I would, therefore, hold that Rule 1100 started to run from the date on which the complaint was filed with and approved by the District Magistrate. From this conclusion it follows that the Commonwealth’s petition for extension was untimely, and that appellant’s motion to dismiss should have been granted.
CERCONE, J., joins in this opinion.. The Vehicle Code, Act of April 29, 1959, P.L. 58, § 1220; 75 P.S. § 1220 (1971). This section was repealed by, and has no equivalent in, the new Vehicle Code.
Because of our disposition of appellant’s Rule 1100 claim, we need not discuss the propriety of using this criminal statute for what appears, from the facts stated and from certain testimony at trial, to be collection of a private debt. See Commonwealth v.

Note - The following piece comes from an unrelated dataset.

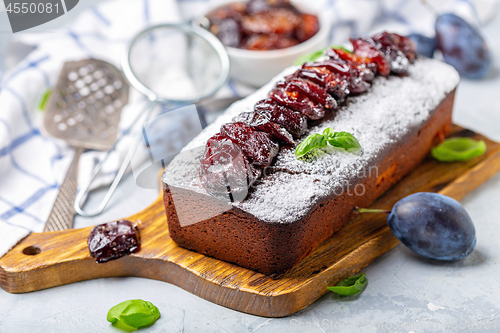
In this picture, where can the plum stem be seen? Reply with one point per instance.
(430, 7)
(368, 210)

Gallo, 473 Pa. 186, 191, 373 A.2d 1109, 1112 (1977), rev’g 236 Pa.Super. 557, 345 A.2d 747 (1975).
. The docket does not record appellant’s motion to dismiss. However, the docket does show the lower court’s order denying the motion, on July 9, 1975. It is therefore evident that the motion was filed timely, under Rule 1100(f).
. The Commonwealth does not argue that the period was extended by exclusions under Rule 1100(d). It did so argue in its opposition to appellant’s post-verdict motions, but there is nothing of record to support its argument.